Grant to help Pathlight expand Whole Selves program for developmentally disabled, autistic students

  • Molly Ciszewski, left, and Alice Hawley have each taken the Whole Selves program at Pathlight’s Whole Children. Pathlight has landed a $23,000 grant from two local banks to support its sexual education coursework. The program, called Whole Selves, is designed to help give children skills to build and maintain healthy relationships throughout their lives. SUBMITTED PHOTO

  • From left, Danielle Martin, Cade Holden and Aidan O’Donoghue joke around at a social event hosted at Whole Children. The three friends have been taking the Whole Selves program since its inception, both at Whole Children and at Northampton High School. SUBMITTED PHOTO

For the Gazette
Published: 12/18/2018 9:50:05 PM

A Valley organization that for a decade has offered a sexual education curriculum for developmentally disabled and autistic students plans to use a new grant to expand its program nationally by offering it online.

Pathlight landed the $23,000 grant from two local banks to support its sexual education coursework that its leaders created a decade ago. The program, called Whole Selves, is designed to help give children skills to build and maintain healthy relationships throughout their lives.

“It’s just not a sexuality curriculum,” said Maggie Rice, director of Pathlight’s Whole Children programs, which include Whole Selves.

The Whole Selves curriculum began in 2008 and is currently being piloted in high schools and middle schools throughout the Valley. Whole Children, meanwhile, offers after school, weekend recreation and enrichment programs to children.

“It’s helping people with disabilities understand that what they think and feel matter, helping them to know themselves, understand their emotions, to understand different relationships,” Rice said.

The program teaches Whole Children students who are reaching adolescence about puberty, Rice said.

Rice was motivated to develop Whole Selves curriculum when she and others realized, “they’re not being taught anything about what’s going on with their bodies, about sexuality, about relationships.”

“Our population has been overlooked as far as being sexual beings,” Rice said.

Soon after Rice started writing lesson plans.

“There’s a lot of repetition,” Rice said. “We break things (concepts) down to a level of understanding.”

Rice spoke about the curriculum’s longevity and being the first of its kind when she and others began teaching in 2008. Pathlight’s curriculum is still developing and evolving.

“It always will be, it always has,” Rice said.

“That is part of why we want it online,” Rice said. “So that we can help it (the curriculum) grow.”

The award, provided by the Westfield Bank Future Fund and the Chicopee Savings Bank Charitable Foundation, has helped to formally develop, consolidate and market its curriculum digitally.

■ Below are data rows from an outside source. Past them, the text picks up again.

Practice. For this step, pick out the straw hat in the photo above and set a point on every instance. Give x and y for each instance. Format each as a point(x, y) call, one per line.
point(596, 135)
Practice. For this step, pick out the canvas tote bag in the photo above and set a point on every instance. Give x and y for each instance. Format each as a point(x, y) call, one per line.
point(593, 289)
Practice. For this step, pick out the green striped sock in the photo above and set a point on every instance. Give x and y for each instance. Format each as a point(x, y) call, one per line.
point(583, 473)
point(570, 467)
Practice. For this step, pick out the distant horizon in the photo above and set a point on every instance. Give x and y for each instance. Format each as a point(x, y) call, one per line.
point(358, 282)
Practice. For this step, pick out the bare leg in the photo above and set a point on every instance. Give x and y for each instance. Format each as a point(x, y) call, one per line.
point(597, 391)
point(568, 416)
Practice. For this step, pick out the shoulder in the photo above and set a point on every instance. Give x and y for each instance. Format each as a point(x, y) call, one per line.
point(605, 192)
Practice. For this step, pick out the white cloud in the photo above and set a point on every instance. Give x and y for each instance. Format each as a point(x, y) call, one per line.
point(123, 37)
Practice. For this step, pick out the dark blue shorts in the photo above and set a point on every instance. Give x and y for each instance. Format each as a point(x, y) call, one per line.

Rice spoke about Pathlight’s plans to expand the curriculum nationally online.

Pathlight has partnered with Mount Holyoke College as they prepare for national distribution.

“They’ve developed a really exciting program,” said Gwen Bass, the director of teacher leadership programs at Mount Holyoke.

Bass said Mount Holyoke’s longstanding relationship with Pathlight and the opportunity for the college to support “innovative curriculum,” that, “serves a population that is particularly underserved.”

“Our missions are really aligned,” Bass said. “We’re open to seeing where this partnership goes.”

Throughout the years, the response from parents has been gratitude that these topics are being taught, Rice said.

“They have someone finally talking to them about sex in a real way, and about dating, and about boundaries,” Rice said.